Similarly, when you have a credible federal authority, it is not uncommon for sound local initiatives to become models for adoption by the higher governing body. Think of the way California has pioneered environmental laws, or how German food-safety standards influenced EU law. Sometimes a race to the top happens when local democracy is allowed to flourish and, in turn, informs the processes of multi-state federations.

But regardless, the laws of the world are not going to be set by world votes. Instead, those kinds of decisions are going to have to be bargained for by large institutions. Right now, those institutions are massive corporations, large nation states, and sometimes even larger super-nation states like the EU. We need to get in the room.

For that to happen, we will probably need new extra-national institutions like international labor federations, world environmental congresses, the Occupy Movement, or perhaps new coalitions of under-represented states. Hopefully, these new institutions will have open and reasonably democratic ways of making decisions and choosing their representatives. Regardless, the breadth of humanity has to be at the table when International bargains are struck to set the new global norms.

Then we will have power; and when we do, we probably - hopefully - won't feel nearly so worried about the non-democratic aspects of some of our new processes. One of the big problems with the Occupy movements' focus on democracy, as important as it may be, is that democracy is ultimately a process in which people exercise small bits of power by doing very little (pulling a switch in a booth); and even then, only to get a soft voice in a frequently calcified government bureaucracy.
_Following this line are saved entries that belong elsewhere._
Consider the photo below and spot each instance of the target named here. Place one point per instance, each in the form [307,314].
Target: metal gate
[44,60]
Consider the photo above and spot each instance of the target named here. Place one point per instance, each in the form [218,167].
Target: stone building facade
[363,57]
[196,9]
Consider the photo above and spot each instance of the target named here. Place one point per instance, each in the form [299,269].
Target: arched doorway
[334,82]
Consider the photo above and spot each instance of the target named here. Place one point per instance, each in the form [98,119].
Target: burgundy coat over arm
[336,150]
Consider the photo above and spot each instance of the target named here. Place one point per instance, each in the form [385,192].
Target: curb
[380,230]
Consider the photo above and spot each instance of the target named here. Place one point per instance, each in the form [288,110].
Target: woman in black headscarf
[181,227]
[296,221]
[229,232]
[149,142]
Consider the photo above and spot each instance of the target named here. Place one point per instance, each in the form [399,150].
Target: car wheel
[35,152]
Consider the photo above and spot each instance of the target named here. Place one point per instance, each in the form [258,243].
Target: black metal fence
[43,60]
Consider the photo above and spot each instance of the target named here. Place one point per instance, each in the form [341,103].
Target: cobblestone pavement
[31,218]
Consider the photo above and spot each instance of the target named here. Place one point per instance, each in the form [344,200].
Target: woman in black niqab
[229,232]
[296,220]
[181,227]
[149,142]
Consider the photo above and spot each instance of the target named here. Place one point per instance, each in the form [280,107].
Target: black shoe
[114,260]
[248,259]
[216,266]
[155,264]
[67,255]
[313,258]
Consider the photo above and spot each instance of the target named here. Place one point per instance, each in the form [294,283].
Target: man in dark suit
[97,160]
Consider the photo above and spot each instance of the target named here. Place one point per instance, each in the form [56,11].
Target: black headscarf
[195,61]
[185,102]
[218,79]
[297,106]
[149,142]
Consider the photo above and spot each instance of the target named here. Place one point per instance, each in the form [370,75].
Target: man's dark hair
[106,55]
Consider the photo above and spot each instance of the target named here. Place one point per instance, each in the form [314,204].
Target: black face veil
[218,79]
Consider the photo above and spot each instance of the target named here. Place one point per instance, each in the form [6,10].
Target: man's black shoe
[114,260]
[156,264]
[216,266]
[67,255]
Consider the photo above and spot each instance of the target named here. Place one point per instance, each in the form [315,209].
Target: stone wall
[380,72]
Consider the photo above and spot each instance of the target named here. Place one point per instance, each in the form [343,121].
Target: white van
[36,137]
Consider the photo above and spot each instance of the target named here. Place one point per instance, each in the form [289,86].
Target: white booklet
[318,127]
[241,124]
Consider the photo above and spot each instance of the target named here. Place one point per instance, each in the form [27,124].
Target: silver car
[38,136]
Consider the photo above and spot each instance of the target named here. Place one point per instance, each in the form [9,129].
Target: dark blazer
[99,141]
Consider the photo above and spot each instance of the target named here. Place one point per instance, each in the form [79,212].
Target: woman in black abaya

Given the scale of present-day world problems, that is just not going to get it done.

The biggest problem with the TPP is that we were not at the table and so our interests are nowhere reflected in the negotiated outcome. But in a world of ever-increasing international connectivity, we urgently need better organizing principles. Fair and enforceable laws remain the best way to solve collective action problems, and that's what we should think of when we think about trade deals.

What does this mean for Progressives? It means this: we need to focus not just on democracy, but more on building institutions that serve as vehicles for exercising power on an international level. We need to build something that will deliver a seat at the table and a real voice when we get there. Perhaps then the outcome of massive international deals, like the TPP, that re-set the rules about how the people of the world trade with each other will be a cause, not for despair and outrage, but celebration.